On A New Kind of Hat, the new long-player from Massachusetts’s own Jake McKelvie, indie-rock melodicism slow dances with alt-country ramble. A kind soul that’s just a touch world-weary, McKelvie’s careful economy of language belies a sly sense of humor set against a backdrop of unadorned instrumentation.
Thematically, the record strikes the perfect balance between serious musing and whimsy. With his band of in-the-pocket players at his side, McKelvie has crafted a record that is equally at home in the listening room as on the dance floor. Eminently engaging and full of nuance, A New Kind of Hat is a record destined for a treasured spot in your collection.
Jake McKelvie has been writing songs and performing them since his teens. With his band The Countertops he’s released three full length records and toured relentlessly to support them. His last proper solo effort was 2016’s Rhinestone Busboy.

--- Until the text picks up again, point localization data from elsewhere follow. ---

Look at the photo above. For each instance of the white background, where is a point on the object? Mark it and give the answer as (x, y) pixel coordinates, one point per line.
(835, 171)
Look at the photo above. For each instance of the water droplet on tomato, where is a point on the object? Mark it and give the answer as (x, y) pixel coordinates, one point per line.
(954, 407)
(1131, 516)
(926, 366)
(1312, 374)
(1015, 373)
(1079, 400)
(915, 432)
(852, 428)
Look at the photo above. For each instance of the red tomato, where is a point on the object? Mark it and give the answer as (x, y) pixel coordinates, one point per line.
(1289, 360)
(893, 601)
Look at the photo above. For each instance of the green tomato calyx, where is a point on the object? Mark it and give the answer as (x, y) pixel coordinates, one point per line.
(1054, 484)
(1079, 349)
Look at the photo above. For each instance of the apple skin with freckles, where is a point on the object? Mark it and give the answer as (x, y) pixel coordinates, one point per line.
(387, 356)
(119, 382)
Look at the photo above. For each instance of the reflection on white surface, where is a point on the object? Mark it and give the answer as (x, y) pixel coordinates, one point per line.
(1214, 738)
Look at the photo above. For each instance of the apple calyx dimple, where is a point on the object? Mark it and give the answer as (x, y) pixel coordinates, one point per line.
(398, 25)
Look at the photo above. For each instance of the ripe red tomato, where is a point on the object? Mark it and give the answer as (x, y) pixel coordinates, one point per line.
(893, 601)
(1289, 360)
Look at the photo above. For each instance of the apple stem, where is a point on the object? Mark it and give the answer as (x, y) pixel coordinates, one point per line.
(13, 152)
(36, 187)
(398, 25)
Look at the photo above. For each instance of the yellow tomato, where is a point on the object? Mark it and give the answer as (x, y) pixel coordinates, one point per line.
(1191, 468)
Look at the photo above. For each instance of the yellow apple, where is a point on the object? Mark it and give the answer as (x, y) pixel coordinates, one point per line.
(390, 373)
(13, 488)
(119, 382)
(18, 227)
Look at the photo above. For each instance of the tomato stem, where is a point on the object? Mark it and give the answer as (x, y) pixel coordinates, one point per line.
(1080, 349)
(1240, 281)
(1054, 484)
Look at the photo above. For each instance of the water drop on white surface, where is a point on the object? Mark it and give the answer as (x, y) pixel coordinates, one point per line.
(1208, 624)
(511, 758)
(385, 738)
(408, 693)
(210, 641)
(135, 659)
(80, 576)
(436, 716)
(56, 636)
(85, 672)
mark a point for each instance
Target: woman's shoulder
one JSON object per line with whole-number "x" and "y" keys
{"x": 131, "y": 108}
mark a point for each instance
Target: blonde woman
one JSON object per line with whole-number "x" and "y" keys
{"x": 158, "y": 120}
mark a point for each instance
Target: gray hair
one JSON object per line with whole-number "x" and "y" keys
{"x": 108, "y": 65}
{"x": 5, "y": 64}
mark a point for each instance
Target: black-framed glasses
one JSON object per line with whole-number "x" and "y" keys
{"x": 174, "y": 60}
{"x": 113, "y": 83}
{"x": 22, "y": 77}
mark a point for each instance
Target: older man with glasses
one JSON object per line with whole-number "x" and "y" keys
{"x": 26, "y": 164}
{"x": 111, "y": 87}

This time around, McKelvie has decided to file the new record in the “solo project” bin. “The Countertops are known for energetic live shows and goofy stage behavior, whereas as a solo act I do more of the folk singer thing” he explains. “This new record floats somewhere in between those two things.”
Written over the years in myriad apartments and tour vans throughout the northeast and beyond, McKelvie turned to Grain Thief’s Mike Harmon and his studio Wachusett Recording to track the record. In addition to McKelvie, the record features appearances by Michael Holland on bass, and Countertops drummer Matt Bacon. Keith Dusoe makes a cameo on pedal steel. It was mixed by Harmon and Roger Lavallee.
There’s a lot here if you really listen — but you can just as well hum and tap along.
Doors are at 7pm and music will begin at 730 sharp! Seating is limited and first come first served!